Tuesday, January 16, 2007

Carta

"É claro que eu não me esqueci da resposta do seu e-mail. Toda vez que eu acesso o gmail, tem lá, ao lado da sua mensagem, um draft escrito em vermelho em homenagem ao meu pobre começo de resposta...

Olhar-se no espelho e dizer-se deslumbrada: Como sou misteriosa. Sou tão delicada e forte. E a curva dos lábios manteve a inocência.
Não há homem ou mulher que por acaso não se tenha olhado ao espelho e se surpreendido consigo próprio. Por uma fração de segundo a gente se vê como um objeto a ser olhado. A isto se chamaria talvez de narcisismo, mas eu chamaria de: alegria de ser. Alegria de encontrar na figura exterior os ecos da figura interna: ah, então é verdade que eu não me imaginei, eu existo
(Lispector, Clarice. A descoberta do Mundo. Rio de Janeiro: Rocco, 1999. p. 23).

Eu tenho pensado esses dias todos numa forma de processar todas as informações que você me passou e tentar te dar uma resposta à altura das que você me dá. Mas, já assumindo meu fracasso, não consegui. Sabe, meus primos e alguns amigos de infância dizem que eu sou pessimista [e dizem isso com carinho, acrescentando que o poder de mudar o mundo está nas mãos dos pessimistas, já que os otimistas estão acomodados no mundo maravilhoso em que vivem]. Uma qualidade que eu acho que eu tenho é que eu geralmente entendo as angústias das pessoas. Não por considerar-me um expert do mundo, nem por tê-las vivido todas. Mas, de alguma forma e por alguma razão que desconheço, entendo. E entender me coloca numa posição muito difícil. Não dá pra dizer “sim, eu compreendo, então afunde-se no sofrimento, que é o que te resta”. Não dá porque eu não penso assim e porque não seria nada confortante dizer algo desse tipo. Nem pra mim nem pra quem ouve. E eu não sei ao certo como te confortar... e, em geral, quando a gente procura alguém, um amigo pra desabafar, é atrás do conforto que a gente vai. Atrás daquilo de bom que a gente não vê, ou mesmo de uma saída alternativa sem ter que cruzar o fogo.

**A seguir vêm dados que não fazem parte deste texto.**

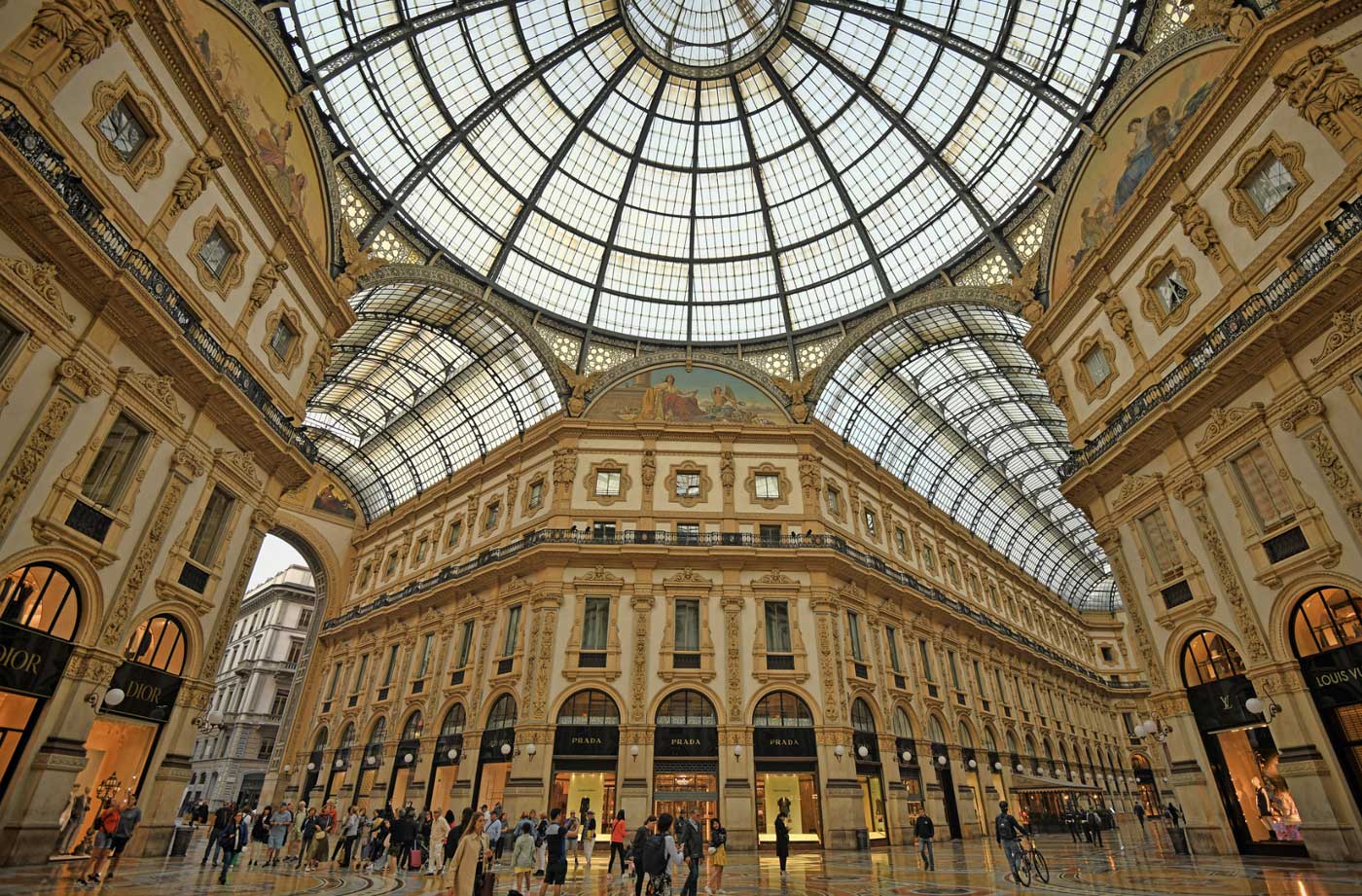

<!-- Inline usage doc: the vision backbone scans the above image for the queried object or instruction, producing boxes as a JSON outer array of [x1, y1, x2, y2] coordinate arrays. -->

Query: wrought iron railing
[[323, 528, 1141, 689], [0, 98, 317, 460], [1059, 201, 1362, 481]]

Minhas experiências amorosas, como você sabe, foram todas catastróficas. E eu nem seria medíocre a ponto de dizer 'calma, o que é seu ta guardado'. Mas, de certa forma, temos que ter calma, sim. Manter a cabeça no lugar, sabe?! E, em alguns momentos, pensar menos e agir mais. Parar de racionalizar coisas que não seguem o padrão cartesiano, porque isso nos deixa perdidos, mesmo.

Filmes, músicas... são espelhos turvos, côncavos, convexos... transportam-nos de alguma forma para nossa maior fantasia, nosso maior medo ou fazem-nos reviver nossa pior história. Fazem-nos pensar “isso foi feito pra mim”, ou “sou eu ali”. Mas, não. Muita gente se identifica com aquilo tudo e o conforto disso é sabermos que, seja qual for a nossa situação, alguém já passou ou passa por ela. Ou, no mínimo, pensou sobre ela. E propôs soluções que não necessariamente servem para serem seguidas, mas guiam-nos para um final. Um final que pode ser cruzar o oceano ou bater na porta do vizinho e descobrir que ele tem muito a nos dizer, muitos filmes a indicar que nos farão enxergar-nos de forma diferente, achar na gente aquilo que faltava para destravarmo-nos e sermos felizes. O conselho que eu te daria é esse: busque outras fontes, outros pontos de vista e mesmo outros projetos. Bares e boites ajudam em alguns momentos para algumas coisas... ainda que para percebermos que estamos, realmente, muito bem e acima de muita coisa. Ajuda-nos para fazer como disse a Clarice Lispector, encontrar a alegria de ser."